Pilot 5: Role of Islet Amyloid and Il-1β Signaling in β-cell Loss in Cystic Fibrosis-Related Diabetes
P.I.: Rebecca Hull, PhD
Metabolism, Endocrinology and Nutrition
Research Assistant Professor of Medicine
Srinath Sanda, MD
Associate Professor, Pediatrics
University of California at San Fransisco
This proposal seeks to determine the role of ILβ in the pathogenesis of cystic fibrosis related diabetes (CFRD). CFRD is a unique form of diabetes and new treatments are needed to improve the morbidity and mortality of cystic fibrosis patients. Therefore the goals of this grant proposal are directly relevant to the mission of the National Institute of Diabetes, Digestive, and Kidney Diseases. The grant proposal consists of 2 broad aims. First we will compare the degree of amyloid deposition between autopsy pancreas sections from CFRD patients, CF patients without diabetes and age-matched controls. Subjects with type 2 diabetes, and appropriately-matched subjects without type 2 diabetes will serve as positive and negative controls for the measurements of interest. We anticipate that CFRD patients will show extensive deposition of islet amyloid, together with decreased β-cell area, reduced insulin expression, and increased β-cell apoptosis. Second we will analyze the same samples for evidence that the IL-1β pathway is active. In particular we will stain for IL-1β, IL-1Ra, NF-κB, MyD88, and CCL2. Aim 2: Do pancreatic sections from patients with CFRD show evidence of IL-1β activation?
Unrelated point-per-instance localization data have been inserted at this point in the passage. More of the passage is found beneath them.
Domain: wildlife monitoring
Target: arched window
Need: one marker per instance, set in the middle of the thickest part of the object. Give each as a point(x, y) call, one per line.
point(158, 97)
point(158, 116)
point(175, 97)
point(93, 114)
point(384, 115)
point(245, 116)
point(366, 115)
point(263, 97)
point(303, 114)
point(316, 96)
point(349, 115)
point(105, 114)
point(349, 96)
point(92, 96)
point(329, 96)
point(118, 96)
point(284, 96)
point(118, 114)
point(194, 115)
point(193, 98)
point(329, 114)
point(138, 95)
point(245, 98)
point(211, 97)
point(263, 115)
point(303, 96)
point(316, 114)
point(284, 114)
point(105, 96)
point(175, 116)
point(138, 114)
We will also determine whether correlations exist between these markers of the IL-1β pathway and measured obtained in Aim1, namely islet amyloid deposition, β-cell area and measures of β-cell apoptosis and replication. We anticipate that IL-1β activation will be a major feature of the islet in CFRD, suggesting that this pathway may play a role in the pathogenesis of islet dysfunction in this patient population.